Ultimately, however, it’s people — not markets, not politics, not regulations — who will be most affected by the dramatic Brexit choice.

Nationwide, it was a narrow victory for the Leaves; in the countryside, though, farmers voted “more than two to one” to go it alone.

“Possibly this was because U.K. farmers are in the older age group,” Matthews said.

Well, the oldsters won, and what they won was something they already had — yesterday — and what they lost could be something far more fleeting, tomorrow.

Alan Guebert is an Illinois-based agricultural commentator.


  • jenny carson

    What a load of BS, if you
    can’t make it on your own, then
    move over and let someone
    with the stones have at it.

    • richard

      …..which is why the two “foghorns” for Brexit both resigned their positions within days of the vote…..Now thats “stones” for ya…….. Like Pete Townshend wrote…….”Welcome to the new boss……same as the old boss”…..(ouch)

      • Harold

        “fog horns” for Brexit? Are you sure you don’t mean against? Further, I don’t see how Pete Townsend apply’s unless your referring to our own government.

  • jenny carson

    Truth hurts, doesn’t it? Whole
    story is B.S. You can’t go it
    on your own, what good are you?

  • Harold

    I would rather read an opinion from an author who examines and has knowledge of facts, than a commenter who comments about another’s comments.
    In comparison, Iceland has already gone the way of Britain and Is proving to the world, what can be done when citizens take back their Governments, and then next their own Banks. Britain’s people are taking that same stance now.
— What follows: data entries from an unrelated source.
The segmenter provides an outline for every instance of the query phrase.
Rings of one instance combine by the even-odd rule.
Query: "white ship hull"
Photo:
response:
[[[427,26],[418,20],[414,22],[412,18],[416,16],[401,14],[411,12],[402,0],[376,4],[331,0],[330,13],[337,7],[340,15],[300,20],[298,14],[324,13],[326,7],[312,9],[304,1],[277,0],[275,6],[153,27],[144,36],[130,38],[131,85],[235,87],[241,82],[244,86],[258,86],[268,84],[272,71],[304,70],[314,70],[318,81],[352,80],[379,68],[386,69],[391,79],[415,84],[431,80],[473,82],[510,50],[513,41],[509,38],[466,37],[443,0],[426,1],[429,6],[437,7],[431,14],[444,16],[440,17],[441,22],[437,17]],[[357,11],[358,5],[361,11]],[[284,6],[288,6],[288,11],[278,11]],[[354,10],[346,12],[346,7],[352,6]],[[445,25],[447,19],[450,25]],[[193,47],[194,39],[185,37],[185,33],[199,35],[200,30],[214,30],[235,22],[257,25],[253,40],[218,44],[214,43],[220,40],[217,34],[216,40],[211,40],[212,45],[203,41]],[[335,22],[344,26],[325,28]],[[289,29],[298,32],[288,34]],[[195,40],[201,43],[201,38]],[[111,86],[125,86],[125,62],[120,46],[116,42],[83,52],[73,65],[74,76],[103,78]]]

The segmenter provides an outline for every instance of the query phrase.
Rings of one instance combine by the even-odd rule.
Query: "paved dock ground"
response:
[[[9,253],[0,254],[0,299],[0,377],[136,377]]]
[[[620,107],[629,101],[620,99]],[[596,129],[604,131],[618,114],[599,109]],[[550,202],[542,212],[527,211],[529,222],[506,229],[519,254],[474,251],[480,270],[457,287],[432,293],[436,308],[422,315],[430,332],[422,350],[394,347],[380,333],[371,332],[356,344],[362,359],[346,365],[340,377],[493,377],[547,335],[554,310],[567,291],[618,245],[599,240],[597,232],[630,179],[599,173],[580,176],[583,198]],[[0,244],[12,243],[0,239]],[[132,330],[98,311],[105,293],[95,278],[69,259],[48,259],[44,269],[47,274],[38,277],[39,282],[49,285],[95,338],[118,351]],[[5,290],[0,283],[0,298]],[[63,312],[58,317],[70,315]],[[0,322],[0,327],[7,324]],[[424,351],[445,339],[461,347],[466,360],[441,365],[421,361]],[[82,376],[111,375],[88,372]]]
The author correctly identified that the politicians were not speaking the truth – but contrarily, it is the reason they voted to vacate and replace their political offices. Even President Obama was in Britain to convince voters to ignore themselves, and to stay connected to a government piece of paper. We don’t have to guess what voters told Obama. (“Leaves” – is that the new professional language now?) Vote’s to separate – were among the young and the old. The middle age – were among the vote’s to not separate. Iceland heard the same “road to hell theory” during their own separation, but proved otherwise.The details you will not find on the six-o-clock news.
    “The dark abyss” Britain was facing is the same “dark abyss” that we all face when looking at our own Government, agencies and corporate. Taking back your Government and its Agencies and gaining transparency, is hardly heading into a “dark abyss”. In the end, the majority did not choose to separate, they chose to be engaged in their country, it’s resources, and its peoples. The fear-brewing, is coming from the ones who will loose their influence and profits, and i’m sure that we have not yet seen all of their press-gang tactics, that Britain has yet to endure. The word separation assumes a loss, which is then a poor word for expressing freedom and gain.